LONDON (Reuters) - The Conservative-Liberal Democrat coalition government’s first budget on June 22 will outline the full scale of spending cuts needed to tackle record budget deficit, senior minister David Laws said.
In an interview in Saturday’s Financial Times, the Chief Secretary to the Treasury -- deputy to new finance minister George Osborne -- also said the coalition wanted government departments to get this year’s initial six billion pound savings out of the way quickly.
“We are now moving from an age of plenty to an age of austerity in the public finances,” Laws said.

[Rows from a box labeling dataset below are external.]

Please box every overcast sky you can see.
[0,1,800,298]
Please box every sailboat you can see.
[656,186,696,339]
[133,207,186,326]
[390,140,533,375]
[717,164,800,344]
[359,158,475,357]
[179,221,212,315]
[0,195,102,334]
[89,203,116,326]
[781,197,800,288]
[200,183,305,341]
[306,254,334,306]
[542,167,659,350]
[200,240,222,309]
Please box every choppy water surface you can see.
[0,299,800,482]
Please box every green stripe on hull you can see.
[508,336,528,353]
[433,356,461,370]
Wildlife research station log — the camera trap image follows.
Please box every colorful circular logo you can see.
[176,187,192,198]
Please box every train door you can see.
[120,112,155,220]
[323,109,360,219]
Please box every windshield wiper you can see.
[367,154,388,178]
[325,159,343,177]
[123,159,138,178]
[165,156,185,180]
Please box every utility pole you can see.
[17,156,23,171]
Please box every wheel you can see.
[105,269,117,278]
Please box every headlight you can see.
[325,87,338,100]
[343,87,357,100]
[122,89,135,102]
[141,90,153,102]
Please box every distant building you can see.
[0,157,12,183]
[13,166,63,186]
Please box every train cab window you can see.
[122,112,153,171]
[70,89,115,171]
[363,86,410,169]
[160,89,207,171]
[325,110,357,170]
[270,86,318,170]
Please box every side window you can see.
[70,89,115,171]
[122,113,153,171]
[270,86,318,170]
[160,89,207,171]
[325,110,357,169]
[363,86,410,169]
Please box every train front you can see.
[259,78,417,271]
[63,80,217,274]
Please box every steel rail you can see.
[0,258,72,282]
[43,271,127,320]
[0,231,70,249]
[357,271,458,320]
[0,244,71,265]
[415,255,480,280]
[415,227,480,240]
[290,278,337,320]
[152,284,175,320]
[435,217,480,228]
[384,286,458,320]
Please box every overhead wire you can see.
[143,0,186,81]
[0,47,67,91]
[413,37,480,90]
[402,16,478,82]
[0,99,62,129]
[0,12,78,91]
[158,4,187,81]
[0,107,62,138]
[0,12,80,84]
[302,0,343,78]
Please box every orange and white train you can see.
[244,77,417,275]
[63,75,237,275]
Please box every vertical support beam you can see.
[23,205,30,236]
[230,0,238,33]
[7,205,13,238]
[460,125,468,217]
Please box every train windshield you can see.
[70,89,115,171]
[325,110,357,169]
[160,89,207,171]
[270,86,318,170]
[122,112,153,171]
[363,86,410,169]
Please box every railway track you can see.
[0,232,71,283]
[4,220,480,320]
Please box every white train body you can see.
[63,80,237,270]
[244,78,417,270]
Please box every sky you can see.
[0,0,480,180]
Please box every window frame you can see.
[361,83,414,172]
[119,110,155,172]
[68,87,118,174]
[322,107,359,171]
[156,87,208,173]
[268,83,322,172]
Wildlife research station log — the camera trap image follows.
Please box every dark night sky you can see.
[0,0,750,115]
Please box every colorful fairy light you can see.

“It will be absolutely clear when we make the budget announcements just the scale of the consolidation that we’re talking about and our determination to achieve that.”
Faced with fears of contagion spreading from the euro zone’s fiscal crisis, the new coalition government has vowed to put deficit reduction at the top of its list of priorities.
Following the financial crisis, the budget deficit is forecast to hit 163 billion pounds this year, equivalent to about 11 percent of gross domestic product.
However, that estimate is likely to change come budget time with a new independent body of experts expected to produce updated forecasts before June 22.
Many analysts expect that body to conclude that the previous Labour government’s estimates for economic growth were too optimistic, making the debt mountain even higher to climb.
The coalition is worried that, without urgent action, the government’s debt burden could trigger a downgrade to its top notch credit rating and drive Britain into another economic crisis.
Government aides say Osborne will publish the overall spending envelope in his emergency budget, which will then feed into a three-year spending review due later in the year.
That review will detail the magnitude of cuts each government department will have to bear.
On Monday, the government is due to announce how six billion pounds of 2010 savings will be divided across departments, with areas such as consultancy, information technology, property and advertising likely to come under the axe.
“We really want to make sure that by the time you get to the serious spending review, departments have tackled the easy low hanging fruit,” Laws said.
Laws said the coalition, formed after the May 6 election failed to produce an outright winner, would also “seriously consider” lengthening the spending review to five years.
“Fiscal consolidation is going to be much easier with a coalition government that’s got broad support,” he said, saying the coalition would “bring down the structural deficit more rapidly than at present”.